Rhone Resch, president and CEO of SEIA said, "More than 100,000 Americans work in the solar industry, double the number in 2009. Solar is a proven job creator at a time when the unemployment rate for the country remains stubbornly high. The 1603 Treasury Program has been the single most effective policy driving renewable energy growth during the past two years."
The program was created in 2009 in the wake of the financial crisis, which drastically reduced the availability of tax equity financing for energy projects. The Section 1603 Treasury Program allows energy developers to receive a federal grant in lieu of claiming an existing energy tax credit. The program does not create any new incentives, but instead simply accelerates the timing of the existing credit. This solution was designed to provide the liquidity needed for the further development of domestic energy projects during difficult financial times.
The state of financial markets and the availability of tax equity are still woefully inadequate to meet demand for renewable energy projects. The program, set to expire on December 31, 2011, was intended to outlast the stagnant markets, which have proven more resilient than anticipated. Resch added, "At a time when President Obama and Congress are looking for solutions for America's jobs crisis, it would be unconscionable to allow this proven job-creating program to expire. Killing the 1603 Program amounts to a tax increase on the thousands of small businesses that are creating jobs in solar. The bottom line is that our capital markets are still in trouble and this program is needed today as much as it was when it was created. Allowing it to lapse would kill jobs and severely restrict the market's ability to leverage private sector capital to finance new domestic energy projects. Congress must extend the 1603 program to help the American economy."
In a background document released by SEIA, the organization indicated, "In a background document released by SEIA, the organization indicated, "The Solyndra bankruptcy is not indicative of the health of the U.S. solar industry and, as with any competitive and dynamic market, some companies will prosper and others will fail. Despite support from the federal government, Solyndra failed due to an unsustainable business model, as the company faced pressure from cheaper solar panels and simply could not compete in a high-tech, dynamic market. Competition in the solar industry is good for American consumers. It drives down costs, making solar affordable for more and more Americans every day.

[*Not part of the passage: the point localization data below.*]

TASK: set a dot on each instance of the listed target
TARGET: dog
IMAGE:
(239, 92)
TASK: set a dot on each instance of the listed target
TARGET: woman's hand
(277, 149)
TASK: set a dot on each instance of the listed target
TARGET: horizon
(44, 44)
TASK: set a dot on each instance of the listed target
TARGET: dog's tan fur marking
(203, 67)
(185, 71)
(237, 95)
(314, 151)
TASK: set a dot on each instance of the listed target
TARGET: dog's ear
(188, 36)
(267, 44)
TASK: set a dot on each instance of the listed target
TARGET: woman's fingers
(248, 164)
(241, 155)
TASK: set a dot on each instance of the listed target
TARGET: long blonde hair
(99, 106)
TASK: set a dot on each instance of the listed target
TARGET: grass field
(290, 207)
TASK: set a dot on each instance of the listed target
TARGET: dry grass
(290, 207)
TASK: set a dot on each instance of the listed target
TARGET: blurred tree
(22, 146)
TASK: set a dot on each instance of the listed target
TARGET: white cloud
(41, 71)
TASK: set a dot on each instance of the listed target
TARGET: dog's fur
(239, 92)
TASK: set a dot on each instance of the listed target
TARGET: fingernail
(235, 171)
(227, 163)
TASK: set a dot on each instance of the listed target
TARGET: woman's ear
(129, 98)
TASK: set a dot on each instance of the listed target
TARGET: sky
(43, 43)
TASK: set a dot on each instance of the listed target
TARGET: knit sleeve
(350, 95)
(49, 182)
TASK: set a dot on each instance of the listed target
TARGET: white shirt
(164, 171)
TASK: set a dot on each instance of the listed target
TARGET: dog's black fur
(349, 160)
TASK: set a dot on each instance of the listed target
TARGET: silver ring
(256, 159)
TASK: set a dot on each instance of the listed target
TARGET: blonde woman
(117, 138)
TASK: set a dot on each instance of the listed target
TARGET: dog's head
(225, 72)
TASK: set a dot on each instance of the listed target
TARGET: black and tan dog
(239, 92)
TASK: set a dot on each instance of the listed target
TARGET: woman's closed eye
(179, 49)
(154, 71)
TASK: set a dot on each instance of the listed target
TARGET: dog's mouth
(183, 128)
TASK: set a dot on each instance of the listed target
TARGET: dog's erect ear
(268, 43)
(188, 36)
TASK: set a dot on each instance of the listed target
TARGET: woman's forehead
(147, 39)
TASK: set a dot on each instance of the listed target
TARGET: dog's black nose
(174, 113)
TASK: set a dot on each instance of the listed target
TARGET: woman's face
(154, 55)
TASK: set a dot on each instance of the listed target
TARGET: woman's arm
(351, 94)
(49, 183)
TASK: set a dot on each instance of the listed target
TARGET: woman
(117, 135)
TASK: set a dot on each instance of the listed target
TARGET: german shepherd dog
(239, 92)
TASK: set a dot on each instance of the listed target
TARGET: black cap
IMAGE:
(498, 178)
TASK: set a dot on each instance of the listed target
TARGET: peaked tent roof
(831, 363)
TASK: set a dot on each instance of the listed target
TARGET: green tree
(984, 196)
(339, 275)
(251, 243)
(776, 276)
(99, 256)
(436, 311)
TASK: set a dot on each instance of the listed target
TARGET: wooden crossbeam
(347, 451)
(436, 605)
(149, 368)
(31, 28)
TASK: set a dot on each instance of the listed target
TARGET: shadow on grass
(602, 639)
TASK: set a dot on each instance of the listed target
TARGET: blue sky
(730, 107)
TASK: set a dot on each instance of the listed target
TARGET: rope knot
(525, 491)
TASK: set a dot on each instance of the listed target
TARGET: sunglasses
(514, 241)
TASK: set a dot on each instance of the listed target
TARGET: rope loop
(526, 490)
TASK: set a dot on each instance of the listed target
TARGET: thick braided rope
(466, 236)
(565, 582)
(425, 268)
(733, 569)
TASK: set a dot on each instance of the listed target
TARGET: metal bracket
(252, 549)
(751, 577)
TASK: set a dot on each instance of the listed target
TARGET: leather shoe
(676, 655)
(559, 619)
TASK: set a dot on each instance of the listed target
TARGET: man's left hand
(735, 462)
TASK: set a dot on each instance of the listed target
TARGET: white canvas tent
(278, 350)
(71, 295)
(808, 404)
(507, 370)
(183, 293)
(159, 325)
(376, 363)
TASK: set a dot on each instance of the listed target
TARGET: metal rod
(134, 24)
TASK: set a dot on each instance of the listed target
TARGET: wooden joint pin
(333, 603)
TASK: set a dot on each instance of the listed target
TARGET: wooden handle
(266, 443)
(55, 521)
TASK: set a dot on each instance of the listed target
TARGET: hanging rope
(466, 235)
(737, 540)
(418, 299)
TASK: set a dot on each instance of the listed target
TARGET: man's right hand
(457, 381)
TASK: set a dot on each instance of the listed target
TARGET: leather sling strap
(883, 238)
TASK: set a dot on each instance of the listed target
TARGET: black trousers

The report indicates that, "The 1603 Treasury Program [TGP] was created to address the shortage of tax equity available to renewable energy projects due to the collapse of the financial markets. The TGP allows developers to receive a cash grant in lieu of the Section 48 Investment Tax Credit (ITC). The TGP has supported more than a thousand solar projects representing over $3 billion in total investment, contributing to a nearly two-fold increase in solar electric capacity in 2010.